Making accessible websites ensures that they are usable by the widest range of users, but also ensures your site is easier to read and navigate. It is important to make these changes to your websites to accommodate a variety of disabilities. For example, many people with visual disabilities use screen readers which read aloud information on the screen such as text or image descriptions provided through alternative text (Alt Text).
If you plan, format, and structure your website correctly in the beginning, it will ensure the site is not only accessible but can also be viewed and the content is usable for everyone.
The Web Content Accessibility Guidelines (WCAG) explains how to make web content accessible to people with disabilities. There are four guiding principles (P.O.U.R.):
- Perceivable - Information and user interface must be presented to users in ways they can perceive.
- Operable - Users must be able to use the interface. It cannot require interaction that a user cannot perform.
- Understandable - Users must be able to understand the information as well as how to use the interface.
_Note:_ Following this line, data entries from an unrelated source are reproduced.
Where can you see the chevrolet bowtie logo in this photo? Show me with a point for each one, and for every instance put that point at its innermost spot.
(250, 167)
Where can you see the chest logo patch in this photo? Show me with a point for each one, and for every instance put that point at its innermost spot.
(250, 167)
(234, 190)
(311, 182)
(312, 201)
- Robust – Users must be able to access the content as technologies advance. In other words, as technologies and user agents evolve, the content should remain accessible.
- By January 1, 2014, new internet websites and web content on those sites must conform with WCAG 2.0 Level A.
- As of January 1, 2021, all internet websites and web content must conform with WCAG 2.0 Level AA, other than, success criteria 1.2.4 Captions (Live), and success criteria 1.2.5 Audio Descriptions (Pre-recorded).
There are many tools used to author html code for websites pages. Queen’s University uses the web publishing tool WebPublish. Even though several web publishing tools and WYSIWYG webpage editors exist, it is important to note that using these tools alone does not guarantee accessibility. There are many principles and practices, listed in this guide, to employ to ensure proper website accessibility.